青春は、数学に染まる。

(side 早川)


藤原さんを送って学校に戻ると20時を過ぎていた。
数学科準備室にはまだ明かりが点いており、中には伊東先生がいる。


「遅くまで何されているのですか」
「仕事に決まっているだろ…」

伊東先生は机に向かって書類の整理をしているようだ。
AV見ている暇があるなら仕事すれば良いのに。

そう思いながら僕も自分の机に向かい、学年末テストの内容を考え始める。今回は1年間の総まとめ。どうしようかな…。
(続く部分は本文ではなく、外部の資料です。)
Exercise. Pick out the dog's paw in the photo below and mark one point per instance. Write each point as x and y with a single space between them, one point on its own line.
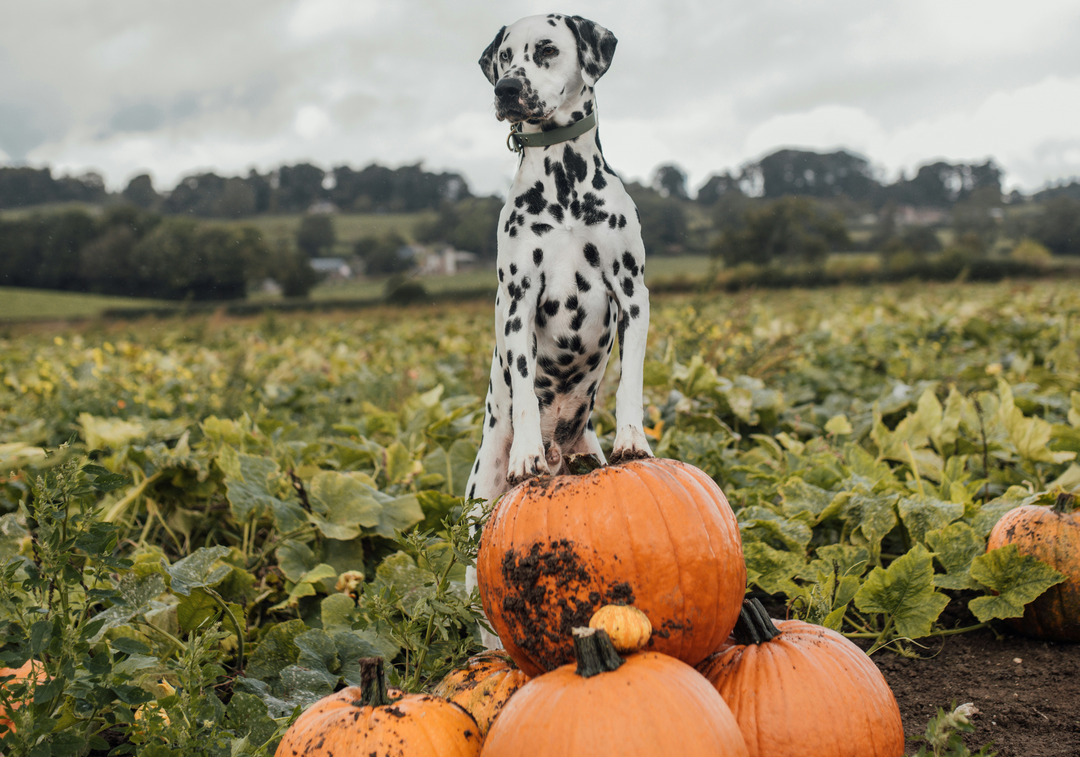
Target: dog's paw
525 467
630 444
「…なぁ、早川。藤原のところ、行っていたんだよな…?」
「…僕がどこに行こうと伊東先生には関係ありませんから。ノーコメントです」

伊東先生はわかり易く溜息をついて下を向いた。
そんな風になるなら、最初から藤原さんに構わなければ良いのに。


そもそも、藤原さんは僕の彼女ですけども。



「なぁ…。俺、藤原に謝りたいんだけど…」
「その必要はありません。もう二度と、藤原さんと伊東先生を会わせないと決めましたから」
「……」

また黙り込んだ。伊東先生はすぐ黙り込む。多分これが癖なのだろう。



「伊東先生。僕、ここの部屋にパーティションを設置しようと思っています」
「パーティション? 仕切るってこと?」
「そうです。そもそも僕ら仲良くありませんので。この際ですから、この部屋を2つに割りましょう」



そう、僕が考えた藤原さんと伊東先生を会わせないようにする為の対策。

部屋を物理的に区切る。
これに尽きると思う。



「それって…もう物理的に顔を合わせないようにするってこと?」
「そうです」

元々この部屋はパーティションで区切られていた。
だからそれを戻すと考えれば簡単な話だ。



「……まぁ…そうか、分かった…」


意外と素直に応じた伊東先生。
物分かりが良くてよろしい。

 


そうと決まれば即行動。
倉庫からパーティションを引っ張り出して、数学科準備室に運ぶ。

学校には僕と伊東先生以外いないようで、誰にも見つからずスムーズにいった。

「応接セットと冷蔵庫も僕が貰います」
「好きにしろ…」

物を左側に寄せて、パーティションを天井のレールに()めていく。

最後の1枚を嵌めると、部屋は2つとなった。


「ふう…最初からこうすれば良かったです」
「…」

伊東先生は苦虫を噛み潰したような表情をしている。

「伊東先生、こうなったのも自業自得ですから」

そう言って僕は廊下に出て、伊東先生側に掛かっている『数学補習同好会』の看板を取り外した。


そしてその看板を僕側の出入り口に掛ける。

「俺も副顧問だし、創設者なんだけど…」
「それでも、正顧問は僕です。指導しているのも僕です」


(うつむ)いて動かない伊東先生。
時計はもう21時を回っている。急いで仕事終わらせないと…。


「とにかく、この件はもう終わりです。今後もう、藤原さんに関わらないで下さいよ」

伊東先生の背中を押して廊下に出す。そしてぴしゃりと扉を閉めた。

「…はぁ」

今から学年末テストの作成だ。大まかな部分だけ作ろう…。



「その前に…」

部屋の写真を撮り、それを藤原さんのメッセージに送信した。
また補習に来てくれるといいな。そう思いながらスマホを閉じる。



この日は日付が変わるまで、学校に残っていた。